On the one hand, we have good as seen by the "master" class: good is wealth, health, nobility, strength and power (like the ancient Greek heroes); while bad is poverty, weakness, disease and the pathetic (what the Greeks saw as the afflictions and curses of humanity).

On the other hand, we have good as seen by the "slave" class: good is charity, piety, restraint, meekness, and subservience (as represented in the values of Judeo-Christian religions); while bad is cruelty, selfishness, greed, indulgency, and aggression (those defects that would curse a human being into Hell). This "slave" morality arose in response to the "master" morality and has become central to Judeo-Christian morality.

In "Beyond Good and Evil" Nietzche further argued that the powerful put themselves beyond this concepts of good and evil by using their wealth and power in their own favor.
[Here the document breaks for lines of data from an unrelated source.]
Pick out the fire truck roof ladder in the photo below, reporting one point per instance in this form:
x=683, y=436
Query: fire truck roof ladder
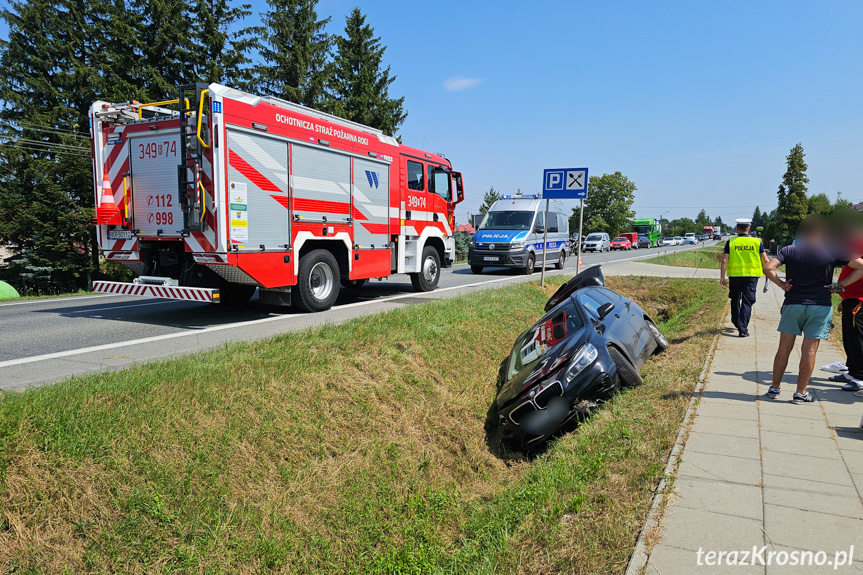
x=192, y=146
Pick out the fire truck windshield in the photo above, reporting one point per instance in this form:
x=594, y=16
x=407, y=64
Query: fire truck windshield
x=507, y=221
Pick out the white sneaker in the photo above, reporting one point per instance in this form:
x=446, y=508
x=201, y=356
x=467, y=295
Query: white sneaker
x=835, y=367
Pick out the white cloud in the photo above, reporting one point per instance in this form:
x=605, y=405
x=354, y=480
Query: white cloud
x=459, y=83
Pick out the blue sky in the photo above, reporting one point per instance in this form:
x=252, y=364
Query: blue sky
x=697, y=102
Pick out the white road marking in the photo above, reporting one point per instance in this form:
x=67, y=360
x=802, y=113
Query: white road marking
x=56, y=299
x=119, y=344
x=161, y=301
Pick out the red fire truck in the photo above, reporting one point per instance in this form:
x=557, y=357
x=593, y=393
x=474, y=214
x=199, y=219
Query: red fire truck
x=233, y=192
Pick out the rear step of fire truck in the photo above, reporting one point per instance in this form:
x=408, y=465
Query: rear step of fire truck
x=158, y=287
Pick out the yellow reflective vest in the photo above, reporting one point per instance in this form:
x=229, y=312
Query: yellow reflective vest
x=744, y=259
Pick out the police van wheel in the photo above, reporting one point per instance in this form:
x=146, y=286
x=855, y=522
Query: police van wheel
x=561, y=261
x=530, y=265
x=318, y=281
x=429, y=275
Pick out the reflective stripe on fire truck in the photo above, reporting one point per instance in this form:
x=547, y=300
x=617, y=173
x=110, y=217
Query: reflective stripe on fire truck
x=205, y=295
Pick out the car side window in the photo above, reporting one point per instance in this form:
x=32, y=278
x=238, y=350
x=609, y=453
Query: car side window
x=605, y=293
x=590, y=304
x=415, y=176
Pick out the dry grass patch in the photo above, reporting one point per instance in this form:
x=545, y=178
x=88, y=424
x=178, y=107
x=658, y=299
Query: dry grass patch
x=359, y=448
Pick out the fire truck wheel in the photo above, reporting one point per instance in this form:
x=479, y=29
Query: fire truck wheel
x=429, y=274
x=561, y=261
x=318, y=281
x=528, y=267
x=235, y=294
x=352, y=284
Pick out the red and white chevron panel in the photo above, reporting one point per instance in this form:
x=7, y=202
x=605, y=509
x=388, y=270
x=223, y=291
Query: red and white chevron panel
x=205, y=295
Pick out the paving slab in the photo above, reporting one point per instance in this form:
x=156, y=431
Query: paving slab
x=760, y=472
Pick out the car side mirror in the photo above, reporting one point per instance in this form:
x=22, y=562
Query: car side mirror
x=604, y=310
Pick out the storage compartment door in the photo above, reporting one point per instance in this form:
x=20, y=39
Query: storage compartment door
x=258, y=200
x=321, y=180
x=153, y=161
x=371, y=204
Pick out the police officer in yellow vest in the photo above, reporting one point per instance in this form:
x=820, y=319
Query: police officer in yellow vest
x=743, y=261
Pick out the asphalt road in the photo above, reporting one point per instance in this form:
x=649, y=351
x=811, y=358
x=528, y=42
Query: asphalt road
x=48, y=340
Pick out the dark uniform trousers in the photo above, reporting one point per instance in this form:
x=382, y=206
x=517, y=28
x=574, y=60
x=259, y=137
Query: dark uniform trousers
x=742, y=290
x=852, y=336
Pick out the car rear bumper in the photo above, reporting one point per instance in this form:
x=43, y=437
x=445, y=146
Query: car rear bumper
x=597, y=382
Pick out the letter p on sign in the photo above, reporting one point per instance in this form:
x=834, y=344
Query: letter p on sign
x=554, y=180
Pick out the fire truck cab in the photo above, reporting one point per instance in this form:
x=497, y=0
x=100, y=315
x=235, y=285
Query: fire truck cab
x=234, y=192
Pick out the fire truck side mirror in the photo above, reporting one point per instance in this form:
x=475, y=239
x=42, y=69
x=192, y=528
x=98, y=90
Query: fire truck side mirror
x=459, y=189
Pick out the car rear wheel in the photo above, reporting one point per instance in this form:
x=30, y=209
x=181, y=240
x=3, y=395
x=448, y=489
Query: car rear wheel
x=658, y=337
x=531, y=263
x=429, y=275
x=318, y=281
x=627, y=375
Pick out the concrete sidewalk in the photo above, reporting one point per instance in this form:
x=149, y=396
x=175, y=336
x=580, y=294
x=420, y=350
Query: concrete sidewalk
x=758, y=472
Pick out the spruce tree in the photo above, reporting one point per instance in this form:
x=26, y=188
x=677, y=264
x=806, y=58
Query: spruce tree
x=221, y=45
x=360, y=84
x=793, y=201
x=296, y=53
x=46, y=185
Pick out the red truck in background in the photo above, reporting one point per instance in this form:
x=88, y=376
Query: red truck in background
x=234, y=193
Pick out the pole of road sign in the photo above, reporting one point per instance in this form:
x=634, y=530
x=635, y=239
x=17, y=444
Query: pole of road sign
x=544, y=245
x=580, y=222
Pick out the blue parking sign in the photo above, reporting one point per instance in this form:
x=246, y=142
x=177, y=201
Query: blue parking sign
x=564, y=183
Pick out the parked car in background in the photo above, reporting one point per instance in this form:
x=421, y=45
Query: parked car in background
x=621, y=244
x=591, y=343
x=596, y=242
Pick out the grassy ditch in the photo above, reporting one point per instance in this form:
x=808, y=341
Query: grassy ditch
x=357, y=448
x=704, y=258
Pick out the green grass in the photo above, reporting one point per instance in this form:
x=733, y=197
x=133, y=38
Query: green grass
x=33, y=297
x=358, y=448
x=705, y=258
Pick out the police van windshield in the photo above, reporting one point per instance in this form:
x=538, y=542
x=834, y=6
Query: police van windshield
x=507, y=221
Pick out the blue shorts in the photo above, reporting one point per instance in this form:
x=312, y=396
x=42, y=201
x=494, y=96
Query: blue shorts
x=812, y=321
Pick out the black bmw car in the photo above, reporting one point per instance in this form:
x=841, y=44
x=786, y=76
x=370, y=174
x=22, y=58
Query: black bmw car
x=591, y=342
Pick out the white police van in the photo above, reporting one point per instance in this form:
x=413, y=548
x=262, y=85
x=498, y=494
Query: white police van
x=511, y=235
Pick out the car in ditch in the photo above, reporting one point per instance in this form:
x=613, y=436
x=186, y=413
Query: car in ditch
x=591, y=343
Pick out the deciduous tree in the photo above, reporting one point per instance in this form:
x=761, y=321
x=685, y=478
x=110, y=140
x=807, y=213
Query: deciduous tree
x=608, y=207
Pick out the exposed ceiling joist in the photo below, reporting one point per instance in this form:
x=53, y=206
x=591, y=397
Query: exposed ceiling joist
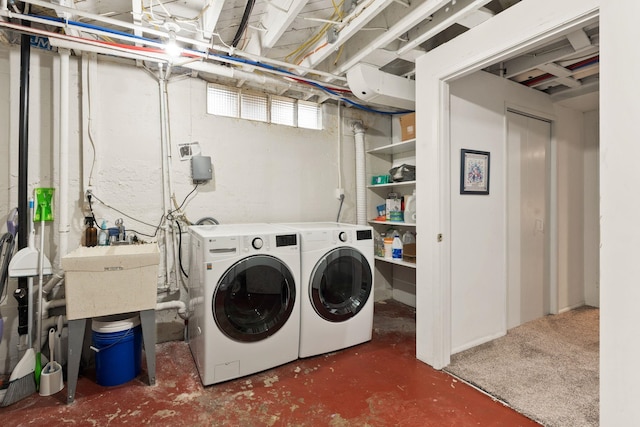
x=476, y=17
x=278, y=18
x=525, y=63
x=209, y=18
x=351, y=24
x=555, y=69
x=584, y=89
x=443, y=19
x=410, y=20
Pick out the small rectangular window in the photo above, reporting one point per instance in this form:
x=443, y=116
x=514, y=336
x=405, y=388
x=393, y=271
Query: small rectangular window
x=233, y=102
x=283, y=111
x=309, y=115
x=253, y=107
x=222, y=101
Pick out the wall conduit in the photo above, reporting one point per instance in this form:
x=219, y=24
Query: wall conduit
x=361, y=178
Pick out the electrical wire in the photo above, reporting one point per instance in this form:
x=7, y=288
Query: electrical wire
x=324, y=88
x=122, y=213
x=185, y=199
x=243, y=22
x=199, y=54
x=340, y=208
x=180, y=249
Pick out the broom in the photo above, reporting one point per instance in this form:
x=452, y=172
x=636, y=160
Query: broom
x=22, y=382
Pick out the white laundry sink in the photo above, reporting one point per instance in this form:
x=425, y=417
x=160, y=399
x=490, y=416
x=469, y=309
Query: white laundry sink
x=105, y=280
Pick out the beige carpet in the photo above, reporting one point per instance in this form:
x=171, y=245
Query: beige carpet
x=546, y=369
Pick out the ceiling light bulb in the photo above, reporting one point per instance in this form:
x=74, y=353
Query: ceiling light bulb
x=172, y=47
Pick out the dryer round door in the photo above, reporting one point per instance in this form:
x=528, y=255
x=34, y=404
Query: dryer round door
x=254, y=298
x=340, y=284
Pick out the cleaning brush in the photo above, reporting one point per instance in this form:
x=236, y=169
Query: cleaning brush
x=22, y=382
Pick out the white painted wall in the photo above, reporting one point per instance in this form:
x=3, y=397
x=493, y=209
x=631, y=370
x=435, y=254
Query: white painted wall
x=592, y=208
x=262, y=172
x=619, y=213
x=478, y=223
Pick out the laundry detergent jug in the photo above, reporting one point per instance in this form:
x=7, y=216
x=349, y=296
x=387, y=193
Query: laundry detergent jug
x=410, y=208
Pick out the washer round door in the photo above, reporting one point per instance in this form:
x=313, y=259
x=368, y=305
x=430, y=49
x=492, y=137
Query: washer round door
x=340, y=284
x=254, y=298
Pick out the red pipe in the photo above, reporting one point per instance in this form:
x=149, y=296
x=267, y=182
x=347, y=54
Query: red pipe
x=572, y=67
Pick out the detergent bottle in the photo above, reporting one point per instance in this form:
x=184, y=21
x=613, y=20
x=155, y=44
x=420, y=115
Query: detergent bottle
x=410, y=208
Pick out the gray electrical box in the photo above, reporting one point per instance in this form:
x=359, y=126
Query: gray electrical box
x=201, y=170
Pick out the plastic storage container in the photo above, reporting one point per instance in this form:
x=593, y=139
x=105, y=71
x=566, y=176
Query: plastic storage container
x=396, y=247
x=410, y=208
x=117, y=341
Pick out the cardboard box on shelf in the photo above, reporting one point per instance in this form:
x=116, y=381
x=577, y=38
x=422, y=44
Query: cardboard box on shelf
x=408, y=126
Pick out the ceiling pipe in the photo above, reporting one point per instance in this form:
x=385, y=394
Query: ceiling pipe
x=243, y=23
x=205, y=45
x=146, y=54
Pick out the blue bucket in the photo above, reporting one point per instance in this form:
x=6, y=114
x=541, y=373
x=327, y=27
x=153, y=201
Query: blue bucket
x=117, y=341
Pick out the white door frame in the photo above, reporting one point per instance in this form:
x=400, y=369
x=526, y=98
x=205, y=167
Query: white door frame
x=551, y=209
x=518, y=29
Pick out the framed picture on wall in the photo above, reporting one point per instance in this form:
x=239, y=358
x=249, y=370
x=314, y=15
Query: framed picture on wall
x=474, y=172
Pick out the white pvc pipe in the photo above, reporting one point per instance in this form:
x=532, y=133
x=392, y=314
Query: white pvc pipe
x=361, y=178
x=63, y=168
x=178, y=305
x=166, y=191
x=167, y=126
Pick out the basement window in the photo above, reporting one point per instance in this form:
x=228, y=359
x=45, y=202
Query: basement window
x=234, y=102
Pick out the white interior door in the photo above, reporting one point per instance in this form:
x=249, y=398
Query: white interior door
x=528, y=140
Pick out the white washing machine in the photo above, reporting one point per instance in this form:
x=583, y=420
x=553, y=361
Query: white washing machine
x=336, y=288
x=244, y=297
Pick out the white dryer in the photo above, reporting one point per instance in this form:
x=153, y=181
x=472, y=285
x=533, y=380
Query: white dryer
x=244, y=299
x=336, y=288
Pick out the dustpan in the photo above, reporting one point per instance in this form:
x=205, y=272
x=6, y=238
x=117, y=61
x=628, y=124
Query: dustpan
x=51, y=380
x=25, y=262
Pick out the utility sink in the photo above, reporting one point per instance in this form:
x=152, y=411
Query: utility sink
x=105, y=280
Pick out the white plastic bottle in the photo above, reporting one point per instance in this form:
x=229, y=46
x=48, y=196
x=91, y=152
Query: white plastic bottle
x=396, y=247
x=103, y=236
x=410, y=209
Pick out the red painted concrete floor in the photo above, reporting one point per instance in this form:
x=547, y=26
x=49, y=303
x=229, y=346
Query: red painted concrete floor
x=379, y=383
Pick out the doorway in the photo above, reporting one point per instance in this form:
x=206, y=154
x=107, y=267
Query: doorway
x=528, y=145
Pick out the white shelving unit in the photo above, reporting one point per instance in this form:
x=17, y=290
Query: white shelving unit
x=396, y=262
x=399, y=274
Synopsis: http://en.wikipedia.org/wiki/Beyond_Good_and_Evil
Full Text: http://www.allphilosophers.com/nietzsche/nindex.html

It explains why our world is so full of contradictions. Consider John D. Rcokefeller, the man who became (and still is) the richest man in history. On the one hand he went to build the biggest monopoly in history and threw the police to workers that went on strike in his companies. On the other hand he gave $1 billion to charity. There is a clear contradiction. Bad to his workers, but charitable to the poor. His pursuit of wealth gave him a "master" morality, while at the same time he could not abandon those "Christian" principles of "slave" morality.

We see this with other very wealth multimillionaires. That clear contradiction of principles. We also see it in our wars. Good Christians (or Moslems, Jews, Hindus, etc.) will go to war, kill thousands, and then wash their hands of responsibility on the name of higher principles of "good". They sleep soundly knowing that they will go to Heaven because "good" is on their side.